Editors Picks

Senin, 13 Juni 2016

APBNP 2016: mengulang 2015?



Pemerintah telah mengajukan Rancangan  Anggaran Pendapatan dan Belanja Negara Perubahan (RAPBNP) 2016. Pembahasan bersama dengan parlemen pun sudah dimulai.

Ada dua hal yang perlu menjadi perhatian utama kita. Pertama, target penerimaan pajak yang masih terlampau tinggi. Dan kedua, kemungkinan pemangkasan belanja pemerintah yang lebih besar dari alokasi yang telah dianggarkan.

Sebagaimana kita ketahui bersama, anggaran pemerintah diharapkan mampu mendorong pertumbuhan perekonomian negara. Perhitungan kami, pertumbuhan ekonomi tahun ini hanya di kisaran 5%  akibat lesunya investasi dan kemungkinan pemangkasan belanja pemerintah.

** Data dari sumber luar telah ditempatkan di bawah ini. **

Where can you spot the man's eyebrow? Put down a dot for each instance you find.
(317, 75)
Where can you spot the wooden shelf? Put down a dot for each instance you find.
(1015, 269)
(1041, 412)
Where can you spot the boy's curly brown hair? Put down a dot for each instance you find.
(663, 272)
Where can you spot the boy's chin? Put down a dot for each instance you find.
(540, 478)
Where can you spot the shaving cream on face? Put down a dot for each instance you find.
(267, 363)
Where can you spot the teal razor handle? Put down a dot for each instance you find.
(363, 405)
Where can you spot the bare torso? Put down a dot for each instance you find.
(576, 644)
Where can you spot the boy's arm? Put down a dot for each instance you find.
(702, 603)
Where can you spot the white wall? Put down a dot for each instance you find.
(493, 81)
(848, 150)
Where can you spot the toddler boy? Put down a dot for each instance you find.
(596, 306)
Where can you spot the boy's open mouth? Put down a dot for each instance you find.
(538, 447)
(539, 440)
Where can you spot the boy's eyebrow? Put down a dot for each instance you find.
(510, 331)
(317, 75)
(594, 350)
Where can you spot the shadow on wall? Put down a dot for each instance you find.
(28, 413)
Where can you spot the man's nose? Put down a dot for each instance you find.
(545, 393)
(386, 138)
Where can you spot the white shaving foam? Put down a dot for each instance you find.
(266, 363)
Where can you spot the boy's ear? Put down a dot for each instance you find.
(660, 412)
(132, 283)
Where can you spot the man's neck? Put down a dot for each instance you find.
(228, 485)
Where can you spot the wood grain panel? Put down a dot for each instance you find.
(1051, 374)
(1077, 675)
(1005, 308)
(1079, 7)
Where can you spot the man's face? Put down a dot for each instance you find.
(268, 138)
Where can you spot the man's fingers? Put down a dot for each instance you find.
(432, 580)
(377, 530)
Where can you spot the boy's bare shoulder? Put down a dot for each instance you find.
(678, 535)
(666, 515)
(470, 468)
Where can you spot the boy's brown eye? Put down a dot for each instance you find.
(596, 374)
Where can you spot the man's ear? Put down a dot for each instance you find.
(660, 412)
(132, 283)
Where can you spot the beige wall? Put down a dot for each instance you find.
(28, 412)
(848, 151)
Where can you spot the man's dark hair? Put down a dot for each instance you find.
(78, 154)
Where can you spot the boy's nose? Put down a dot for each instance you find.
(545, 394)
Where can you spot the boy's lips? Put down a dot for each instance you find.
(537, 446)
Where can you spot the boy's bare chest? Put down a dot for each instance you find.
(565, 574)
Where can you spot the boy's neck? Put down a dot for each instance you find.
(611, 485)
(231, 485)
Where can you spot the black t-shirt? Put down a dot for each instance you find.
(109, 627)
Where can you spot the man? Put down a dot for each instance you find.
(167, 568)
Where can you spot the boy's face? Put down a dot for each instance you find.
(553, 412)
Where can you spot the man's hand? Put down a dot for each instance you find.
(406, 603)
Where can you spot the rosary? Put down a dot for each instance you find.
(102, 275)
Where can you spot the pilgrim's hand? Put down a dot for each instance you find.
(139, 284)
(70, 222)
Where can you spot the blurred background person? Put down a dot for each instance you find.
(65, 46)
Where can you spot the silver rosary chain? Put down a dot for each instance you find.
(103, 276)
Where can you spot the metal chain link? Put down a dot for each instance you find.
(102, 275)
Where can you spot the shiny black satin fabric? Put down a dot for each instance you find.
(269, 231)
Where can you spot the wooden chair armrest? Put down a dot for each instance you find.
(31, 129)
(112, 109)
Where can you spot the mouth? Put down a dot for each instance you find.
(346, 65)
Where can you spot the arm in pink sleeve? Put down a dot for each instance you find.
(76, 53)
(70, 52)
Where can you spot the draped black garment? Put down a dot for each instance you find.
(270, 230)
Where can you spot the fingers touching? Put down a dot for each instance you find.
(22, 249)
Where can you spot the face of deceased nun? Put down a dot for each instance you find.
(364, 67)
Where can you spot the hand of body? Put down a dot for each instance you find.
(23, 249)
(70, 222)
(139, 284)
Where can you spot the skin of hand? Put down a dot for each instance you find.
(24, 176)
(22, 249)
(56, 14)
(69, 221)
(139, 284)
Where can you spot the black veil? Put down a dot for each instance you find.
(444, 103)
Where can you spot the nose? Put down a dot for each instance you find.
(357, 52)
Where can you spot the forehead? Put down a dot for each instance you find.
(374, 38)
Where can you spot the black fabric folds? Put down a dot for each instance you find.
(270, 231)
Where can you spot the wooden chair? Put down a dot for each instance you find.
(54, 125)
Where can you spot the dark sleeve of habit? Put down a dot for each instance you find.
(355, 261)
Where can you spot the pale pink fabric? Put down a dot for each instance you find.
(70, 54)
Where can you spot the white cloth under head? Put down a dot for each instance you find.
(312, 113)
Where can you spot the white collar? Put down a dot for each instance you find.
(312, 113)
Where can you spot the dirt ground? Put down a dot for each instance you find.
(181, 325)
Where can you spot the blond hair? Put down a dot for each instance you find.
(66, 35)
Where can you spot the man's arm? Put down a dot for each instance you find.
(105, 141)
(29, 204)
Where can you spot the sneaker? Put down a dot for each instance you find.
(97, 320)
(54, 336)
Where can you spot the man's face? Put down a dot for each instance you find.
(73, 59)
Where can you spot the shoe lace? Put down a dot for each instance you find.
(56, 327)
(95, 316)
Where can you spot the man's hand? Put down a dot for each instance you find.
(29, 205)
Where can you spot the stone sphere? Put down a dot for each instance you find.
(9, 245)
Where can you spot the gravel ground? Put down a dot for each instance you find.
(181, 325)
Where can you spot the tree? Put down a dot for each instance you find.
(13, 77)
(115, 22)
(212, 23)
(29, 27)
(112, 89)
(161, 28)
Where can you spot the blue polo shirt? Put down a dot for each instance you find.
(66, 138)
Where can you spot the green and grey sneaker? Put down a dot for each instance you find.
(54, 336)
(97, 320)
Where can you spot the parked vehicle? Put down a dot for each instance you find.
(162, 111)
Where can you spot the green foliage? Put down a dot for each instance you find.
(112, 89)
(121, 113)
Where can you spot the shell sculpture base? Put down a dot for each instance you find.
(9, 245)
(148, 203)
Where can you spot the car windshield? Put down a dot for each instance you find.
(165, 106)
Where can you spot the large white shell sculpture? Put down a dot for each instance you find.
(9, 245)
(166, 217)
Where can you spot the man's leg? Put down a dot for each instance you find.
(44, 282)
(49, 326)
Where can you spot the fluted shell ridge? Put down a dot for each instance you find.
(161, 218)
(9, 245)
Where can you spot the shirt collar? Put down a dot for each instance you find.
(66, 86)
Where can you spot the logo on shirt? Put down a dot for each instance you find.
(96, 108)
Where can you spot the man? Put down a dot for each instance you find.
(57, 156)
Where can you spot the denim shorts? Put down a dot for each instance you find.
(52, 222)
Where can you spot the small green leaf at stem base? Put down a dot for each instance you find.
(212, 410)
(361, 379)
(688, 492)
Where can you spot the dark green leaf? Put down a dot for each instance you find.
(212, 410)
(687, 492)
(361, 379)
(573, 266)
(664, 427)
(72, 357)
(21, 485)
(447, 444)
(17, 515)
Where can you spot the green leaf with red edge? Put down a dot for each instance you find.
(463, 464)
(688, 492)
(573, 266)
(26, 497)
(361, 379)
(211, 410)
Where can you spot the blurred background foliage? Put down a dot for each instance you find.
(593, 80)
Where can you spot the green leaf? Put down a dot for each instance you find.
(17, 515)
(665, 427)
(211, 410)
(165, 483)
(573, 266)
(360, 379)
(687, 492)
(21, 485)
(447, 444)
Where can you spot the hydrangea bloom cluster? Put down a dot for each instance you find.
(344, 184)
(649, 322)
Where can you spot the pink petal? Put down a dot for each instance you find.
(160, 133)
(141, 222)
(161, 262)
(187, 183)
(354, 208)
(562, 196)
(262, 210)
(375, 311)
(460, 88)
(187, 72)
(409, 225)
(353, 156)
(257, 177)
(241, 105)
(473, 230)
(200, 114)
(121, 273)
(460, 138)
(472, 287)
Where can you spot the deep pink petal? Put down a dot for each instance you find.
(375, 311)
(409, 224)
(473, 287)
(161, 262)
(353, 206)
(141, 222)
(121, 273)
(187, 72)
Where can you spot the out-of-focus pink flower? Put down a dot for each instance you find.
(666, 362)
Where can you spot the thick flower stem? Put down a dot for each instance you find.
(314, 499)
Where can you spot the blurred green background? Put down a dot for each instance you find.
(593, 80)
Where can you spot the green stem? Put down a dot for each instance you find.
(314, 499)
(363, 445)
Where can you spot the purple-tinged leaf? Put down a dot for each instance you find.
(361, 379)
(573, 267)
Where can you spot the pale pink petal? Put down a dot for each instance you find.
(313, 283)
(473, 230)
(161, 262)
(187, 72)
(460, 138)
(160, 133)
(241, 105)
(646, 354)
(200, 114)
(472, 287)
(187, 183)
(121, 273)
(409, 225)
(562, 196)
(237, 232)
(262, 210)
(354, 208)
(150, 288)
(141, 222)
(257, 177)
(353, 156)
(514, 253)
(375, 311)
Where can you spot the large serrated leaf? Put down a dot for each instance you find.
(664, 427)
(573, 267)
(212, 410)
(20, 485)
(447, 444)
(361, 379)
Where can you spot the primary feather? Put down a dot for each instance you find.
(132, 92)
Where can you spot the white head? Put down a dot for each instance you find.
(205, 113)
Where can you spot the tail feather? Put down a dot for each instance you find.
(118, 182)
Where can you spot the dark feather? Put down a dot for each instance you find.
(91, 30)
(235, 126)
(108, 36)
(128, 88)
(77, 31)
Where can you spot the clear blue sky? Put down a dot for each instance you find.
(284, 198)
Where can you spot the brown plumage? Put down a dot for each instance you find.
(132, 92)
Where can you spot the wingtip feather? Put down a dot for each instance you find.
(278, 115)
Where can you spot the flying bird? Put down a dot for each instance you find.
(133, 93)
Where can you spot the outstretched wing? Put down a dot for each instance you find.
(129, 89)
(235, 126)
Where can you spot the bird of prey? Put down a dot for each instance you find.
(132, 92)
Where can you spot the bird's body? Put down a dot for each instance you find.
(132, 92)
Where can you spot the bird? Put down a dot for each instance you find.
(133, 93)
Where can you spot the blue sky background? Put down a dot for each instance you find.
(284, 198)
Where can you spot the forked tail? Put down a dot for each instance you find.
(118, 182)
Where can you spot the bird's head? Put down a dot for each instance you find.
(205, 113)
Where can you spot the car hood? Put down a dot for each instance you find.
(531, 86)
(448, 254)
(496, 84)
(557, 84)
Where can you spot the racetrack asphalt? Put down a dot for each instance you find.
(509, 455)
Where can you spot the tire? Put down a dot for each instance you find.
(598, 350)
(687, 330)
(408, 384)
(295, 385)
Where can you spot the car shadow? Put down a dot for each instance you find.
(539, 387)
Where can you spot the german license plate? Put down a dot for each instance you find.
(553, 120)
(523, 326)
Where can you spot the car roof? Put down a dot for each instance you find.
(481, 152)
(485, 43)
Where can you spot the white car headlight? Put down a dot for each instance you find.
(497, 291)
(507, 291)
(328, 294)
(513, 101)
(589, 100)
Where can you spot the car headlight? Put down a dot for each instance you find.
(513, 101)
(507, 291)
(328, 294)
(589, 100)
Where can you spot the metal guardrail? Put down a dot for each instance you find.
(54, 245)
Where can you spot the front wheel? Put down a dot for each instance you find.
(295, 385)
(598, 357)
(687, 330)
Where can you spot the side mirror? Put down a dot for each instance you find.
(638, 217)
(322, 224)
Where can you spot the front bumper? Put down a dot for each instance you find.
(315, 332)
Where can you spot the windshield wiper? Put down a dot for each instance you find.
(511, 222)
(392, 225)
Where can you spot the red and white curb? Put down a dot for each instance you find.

Lantas, apa yang bisa kita bisa cermati dari RAPBNP 2016? Pertama, pemerintah masih cukup yakin bahwa pertumbuhan ekonomi tahun ini bisa mencapai 5,2%. Meskipun lebih rendah dibandingkan asumsi awal, namun masih besar risiko  bahwa pertumbuhan ekonomi secara riil lebih rendah.

Kedua, asumsi harga minyak mentah Indonesia atau Indonesian Crude Price (ICP) yang lebih rendah menjadi US$ 35 per barel (dibandingkan dengan asumsi sebelumnya US$ 50 per barel). Konsekuensi perubahan asumsi harga minyak mentah ini adalah dipangkasnya total penerimaan sebesar Rp 87 triliun.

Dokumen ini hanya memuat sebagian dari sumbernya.